Like the interstellar medium, the young planetary disk would also offer up radiation, even if the cosmic ray count would drop because of the growing star’s magnetic field and stellar wind. But the process cannot yield heavy water in the amounts needed. From the paper:
With our updated disk ionization model, we can now exclude chemical processes within the disk as an enrichment source term and conclude that the solar nebula accreted and retained some amount of pristine interstellar ices. One potential explanation is that during the formation of the disk, there was an early high temperature episode followed by continued infall from deuterium-enriched interstellar ices.
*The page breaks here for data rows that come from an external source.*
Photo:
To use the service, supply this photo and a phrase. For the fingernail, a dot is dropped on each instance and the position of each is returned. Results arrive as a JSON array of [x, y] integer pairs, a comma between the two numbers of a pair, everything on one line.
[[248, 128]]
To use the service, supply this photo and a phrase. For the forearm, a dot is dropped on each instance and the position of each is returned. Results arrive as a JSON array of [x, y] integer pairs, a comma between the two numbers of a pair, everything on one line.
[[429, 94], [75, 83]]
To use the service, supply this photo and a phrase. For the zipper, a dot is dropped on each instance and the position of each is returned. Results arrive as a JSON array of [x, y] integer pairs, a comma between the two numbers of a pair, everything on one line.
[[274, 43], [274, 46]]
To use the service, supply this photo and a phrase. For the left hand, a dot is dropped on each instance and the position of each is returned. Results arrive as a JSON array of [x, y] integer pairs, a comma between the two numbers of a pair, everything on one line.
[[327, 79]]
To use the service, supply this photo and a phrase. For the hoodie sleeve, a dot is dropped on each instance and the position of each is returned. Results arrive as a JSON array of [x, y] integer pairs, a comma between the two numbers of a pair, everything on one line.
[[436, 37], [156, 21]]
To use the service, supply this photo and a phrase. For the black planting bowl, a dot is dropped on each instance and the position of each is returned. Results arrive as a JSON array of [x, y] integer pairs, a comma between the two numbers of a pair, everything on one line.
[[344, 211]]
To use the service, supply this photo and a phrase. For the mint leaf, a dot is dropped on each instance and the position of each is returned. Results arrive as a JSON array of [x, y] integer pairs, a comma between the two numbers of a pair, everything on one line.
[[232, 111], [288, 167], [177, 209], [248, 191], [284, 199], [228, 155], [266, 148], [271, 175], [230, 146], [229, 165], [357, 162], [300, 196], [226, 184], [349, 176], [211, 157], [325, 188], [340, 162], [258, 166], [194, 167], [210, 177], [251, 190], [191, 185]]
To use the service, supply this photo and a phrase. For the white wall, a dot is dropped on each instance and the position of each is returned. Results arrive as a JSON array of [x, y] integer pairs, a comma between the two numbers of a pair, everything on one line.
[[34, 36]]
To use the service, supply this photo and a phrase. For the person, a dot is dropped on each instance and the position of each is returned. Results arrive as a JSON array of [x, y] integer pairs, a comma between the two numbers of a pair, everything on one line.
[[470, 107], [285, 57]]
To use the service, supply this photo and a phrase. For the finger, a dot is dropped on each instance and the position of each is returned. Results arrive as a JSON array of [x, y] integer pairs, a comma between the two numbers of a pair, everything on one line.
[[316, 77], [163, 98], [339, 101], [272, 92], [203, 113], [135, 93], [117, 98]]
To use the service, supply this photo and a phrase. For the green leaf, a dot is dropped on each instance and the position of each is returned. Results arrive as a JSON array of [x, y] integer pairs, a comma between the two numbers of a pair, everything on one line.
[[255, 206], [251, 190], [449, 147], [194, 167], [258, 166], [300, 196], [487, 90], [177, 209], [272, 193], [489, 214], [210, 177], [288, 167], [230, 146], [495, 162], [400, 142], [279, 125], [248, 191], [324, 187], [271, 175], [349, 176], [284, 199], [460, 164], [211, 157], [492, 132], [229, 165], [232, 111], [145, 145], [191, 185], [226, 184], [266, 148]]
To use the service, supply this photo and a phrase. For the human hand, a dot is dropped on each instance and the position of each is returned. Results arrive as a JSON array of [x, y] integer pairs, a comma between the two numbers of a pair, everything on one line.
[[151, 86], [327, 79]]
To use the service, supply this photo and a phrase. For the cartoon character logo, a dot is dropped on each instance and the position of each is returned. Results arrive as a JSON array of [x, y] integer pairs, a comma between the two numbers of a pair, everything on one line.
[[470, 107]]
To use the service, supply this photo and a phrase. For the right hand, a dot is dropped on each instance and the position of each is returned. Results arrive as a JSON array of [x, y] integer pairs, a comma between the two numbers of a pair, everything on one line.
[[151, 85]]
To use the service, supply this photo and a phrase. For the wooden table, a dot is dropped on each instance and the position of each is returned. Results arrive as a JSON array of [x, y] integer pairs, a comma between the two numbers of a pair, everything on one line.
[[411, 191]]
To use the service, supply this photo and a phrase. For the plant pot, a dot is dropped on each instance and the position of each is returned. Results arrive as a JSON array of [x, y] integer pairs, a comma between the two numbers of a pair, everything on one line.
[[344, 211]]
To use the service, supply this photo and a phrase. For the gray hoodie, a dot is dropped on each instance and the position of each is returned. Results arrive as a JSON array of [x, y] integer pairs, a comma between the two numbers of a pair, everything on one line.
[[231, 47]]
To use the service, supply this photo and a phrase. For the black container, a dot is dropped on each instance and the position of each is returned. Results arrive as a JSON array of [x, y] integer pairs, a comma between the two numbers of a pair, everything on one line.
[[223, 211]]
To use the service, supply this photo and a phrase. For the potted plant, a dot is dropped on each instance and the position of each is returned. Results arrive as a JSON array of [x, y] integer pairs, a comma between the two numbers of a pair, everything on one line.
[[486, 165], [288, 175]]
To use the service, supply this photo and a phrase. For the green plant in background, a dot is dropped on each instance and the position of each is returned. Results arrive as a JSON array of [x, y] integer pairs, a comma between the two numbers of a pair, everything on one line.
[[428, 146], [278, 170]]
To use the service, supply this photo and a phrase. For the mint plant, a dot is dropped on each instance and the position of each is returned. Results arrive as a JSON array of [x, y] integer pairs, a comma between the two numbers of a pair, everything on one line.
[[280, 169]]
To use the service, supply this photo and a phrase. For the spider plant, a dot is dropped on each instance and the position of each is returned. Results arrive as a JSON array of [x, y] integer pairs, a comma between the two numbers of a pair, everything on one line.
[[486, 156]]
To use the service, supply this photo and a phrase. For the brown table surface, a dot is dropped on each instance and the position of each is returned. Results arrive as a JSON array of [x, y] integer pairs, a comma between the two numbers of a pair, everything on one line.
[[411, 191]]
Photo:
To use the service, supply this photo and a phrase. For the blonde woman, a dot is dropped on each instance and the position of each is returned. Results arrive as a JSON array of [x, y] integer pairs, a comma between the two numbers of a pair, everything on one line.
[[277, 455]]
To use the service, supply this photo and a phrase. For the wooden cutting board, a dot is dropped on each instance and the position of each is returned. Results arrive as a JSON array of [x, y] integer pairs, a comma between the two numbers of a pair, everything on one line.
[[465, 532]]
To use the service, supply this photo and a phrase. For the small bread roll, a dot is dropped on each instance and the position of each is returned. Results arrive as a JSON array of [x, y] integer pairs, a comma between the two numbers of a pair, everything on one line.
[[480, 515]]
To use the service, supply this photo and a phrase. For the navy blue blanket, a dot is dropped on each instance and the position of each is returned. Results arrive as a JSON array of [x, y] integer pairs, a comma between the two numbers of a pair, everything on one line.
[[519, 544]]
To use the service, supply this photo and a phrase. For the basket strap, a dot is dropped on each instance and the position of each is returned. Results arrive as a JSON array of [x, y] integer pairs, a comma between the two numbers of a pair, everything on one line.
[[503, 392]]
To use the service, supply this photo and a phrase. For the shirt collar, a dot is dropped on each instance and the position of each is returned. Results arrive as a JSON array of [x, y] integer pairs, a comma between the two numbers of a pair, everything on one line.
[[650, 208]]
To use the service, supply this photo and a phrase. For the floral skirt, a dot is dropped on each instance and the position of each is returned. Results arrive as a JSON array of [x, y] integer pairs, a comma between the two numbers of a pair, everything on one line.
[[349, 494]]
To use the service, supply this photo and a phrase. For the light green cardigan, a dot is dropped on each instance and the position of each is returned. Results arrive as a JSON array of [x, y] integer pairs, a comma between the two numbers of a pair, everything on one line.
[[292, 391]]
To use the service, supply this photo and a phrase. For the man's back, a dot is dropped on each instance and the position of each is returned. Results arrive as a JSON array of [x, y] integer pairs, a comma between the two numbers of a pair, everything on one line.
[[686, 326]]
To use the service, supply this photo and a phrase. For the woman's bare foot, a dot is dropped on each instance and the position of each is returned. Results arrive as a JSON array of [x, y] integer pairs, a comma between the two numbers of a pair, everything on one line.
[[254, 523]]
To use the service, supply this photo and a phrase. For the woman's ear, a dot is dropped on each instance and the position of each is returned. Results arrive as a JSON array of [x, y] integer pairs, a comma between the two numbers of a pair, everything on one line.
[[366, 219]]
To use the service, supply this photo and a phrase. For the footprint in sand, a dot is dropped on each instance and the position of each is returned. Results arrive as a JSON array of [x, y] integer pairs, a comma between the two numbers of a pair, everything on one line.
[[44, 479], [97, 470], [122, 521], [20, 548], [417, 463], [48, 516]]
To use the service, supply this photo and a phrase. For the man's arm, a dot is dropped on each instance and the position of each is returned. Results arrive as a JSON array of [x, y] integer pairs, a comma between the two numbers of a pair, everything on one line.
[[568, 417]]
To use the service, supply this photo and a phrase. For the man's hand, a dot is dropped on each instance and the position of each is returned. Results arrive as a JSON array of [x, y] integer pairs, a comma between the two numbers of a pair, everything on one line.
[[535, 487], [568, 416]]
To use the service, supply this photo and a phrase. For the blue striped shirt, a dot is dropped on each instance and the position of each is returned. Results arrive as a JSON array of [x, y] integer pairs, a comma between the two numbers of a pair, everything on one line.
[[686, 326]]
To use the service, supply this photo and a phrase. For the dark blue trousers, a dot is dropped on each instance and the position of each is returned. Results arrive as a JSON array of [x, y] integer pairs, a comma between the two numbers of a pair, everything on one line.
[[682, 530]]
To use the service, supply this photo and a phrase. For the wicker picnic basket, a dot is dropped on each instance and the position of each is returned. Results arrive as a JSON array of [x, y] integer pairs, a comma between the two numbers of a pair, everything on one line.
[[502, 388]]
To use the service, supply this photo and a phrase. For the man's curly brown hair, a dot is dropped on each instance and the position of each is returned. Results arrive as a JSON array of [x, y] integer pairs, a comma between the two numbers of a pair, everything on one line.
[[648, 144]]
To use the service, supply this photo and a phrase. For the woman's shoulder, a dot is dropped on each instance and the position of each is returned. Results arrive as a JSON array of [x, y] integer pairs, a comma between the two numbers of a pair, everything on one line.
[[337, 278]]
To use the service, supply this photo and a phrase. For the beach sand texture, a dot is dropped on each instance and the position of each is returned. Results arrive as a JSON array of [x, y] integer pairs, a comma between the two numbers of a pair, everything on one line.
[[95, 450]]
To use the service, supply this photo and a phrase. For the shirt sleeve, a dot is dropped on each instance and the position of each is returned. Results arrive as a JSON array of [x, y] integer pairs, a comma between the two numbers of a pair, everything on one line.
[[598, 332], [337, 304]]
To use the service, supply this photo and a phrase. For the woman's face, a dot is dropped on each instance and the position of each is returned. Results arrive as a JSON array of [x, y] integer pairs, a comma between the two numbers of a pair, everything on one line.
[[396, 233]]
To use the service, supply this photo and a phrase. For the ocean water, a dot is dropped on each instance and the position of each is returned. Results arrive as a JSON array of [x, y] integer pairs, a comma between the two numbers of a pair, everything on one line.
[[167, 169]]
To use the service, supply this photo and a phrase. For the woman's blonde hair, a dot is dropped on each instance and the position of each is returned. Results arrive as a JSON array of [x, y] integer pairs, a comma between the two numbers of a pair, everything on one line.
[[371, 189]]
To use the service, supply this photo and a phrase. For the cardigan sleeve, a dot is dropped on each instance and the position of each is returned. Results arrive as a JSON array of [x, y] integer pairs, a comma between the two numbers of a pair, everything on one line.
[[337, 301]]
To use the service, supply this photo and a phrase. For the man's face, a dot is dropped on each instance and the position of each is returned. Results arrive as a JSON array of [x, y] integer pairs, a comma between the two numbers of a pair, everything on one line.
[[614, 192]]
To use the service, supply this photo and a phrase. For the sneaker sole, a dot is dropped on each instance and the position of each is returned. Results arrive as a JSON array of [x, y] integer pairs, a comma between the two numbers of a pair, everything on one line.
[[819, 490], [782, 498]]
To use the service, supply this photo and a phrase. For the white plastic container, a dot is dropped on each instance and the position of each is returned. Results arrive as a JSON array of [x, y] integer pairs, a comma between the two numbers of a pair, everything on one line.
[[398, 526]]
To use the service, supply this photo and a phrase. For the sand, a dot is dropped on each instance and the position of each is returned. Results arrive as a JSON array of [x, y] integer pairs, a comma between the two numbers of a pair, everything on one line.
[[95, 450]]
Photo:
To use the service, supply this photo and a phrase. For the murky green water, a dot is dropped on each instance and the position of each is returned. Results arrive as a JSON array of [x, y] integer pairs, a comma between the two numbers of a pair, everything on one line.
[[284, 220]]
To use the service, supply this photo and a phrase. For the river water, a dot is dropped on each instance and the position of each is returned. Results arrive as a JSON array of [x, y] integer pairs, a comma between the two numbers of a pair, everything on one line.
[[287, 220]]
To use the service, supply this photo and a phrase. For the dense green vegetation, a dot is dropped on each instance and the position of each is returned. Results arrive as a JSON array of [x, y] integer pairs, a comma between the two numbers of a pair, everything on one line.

The numbers that flow out of this work show that 30 to 50% of the water in Earth’s oceans and between 60 to 100% of the water in comets comes from water predating the Sun, arriving as interstellar ices that survived the Solar System’s formation and were incorporated into the various planets and other bodies. The implication is that a fundamental prerequisite for life as we know it is available to all planetary systems in formation. Water is ‘inherited’ from the immediate environment of an emerging planetary system and is therefore widespread elsewhere in the universe, locked up in the ices, gas and dust circling the infant star.
The paper is Cleeves et al., “The ancient heritage of water ice in the solar system,” Science Vol. 345, No. 6204 (26 September 2014), 1590-1593 (abstract / preprint). See also Daniel Clery’s summation in the same issue of Science. Clery quotes Karen Willacy (JPL), who places the new study in context:
“This is a very interesting result. We’ve been debating this for years, whether or not the ices have an interstellar heritage”… She says that other groups have tried to model the collapse of clouds in the ISM into planetary systems to see if ice would survive, but “with various results, that don’t always agree,” Willacy says. “This is much more simple approach, just using the chemistry which is well understood.”
This news release from the University of Exeter is also helpful.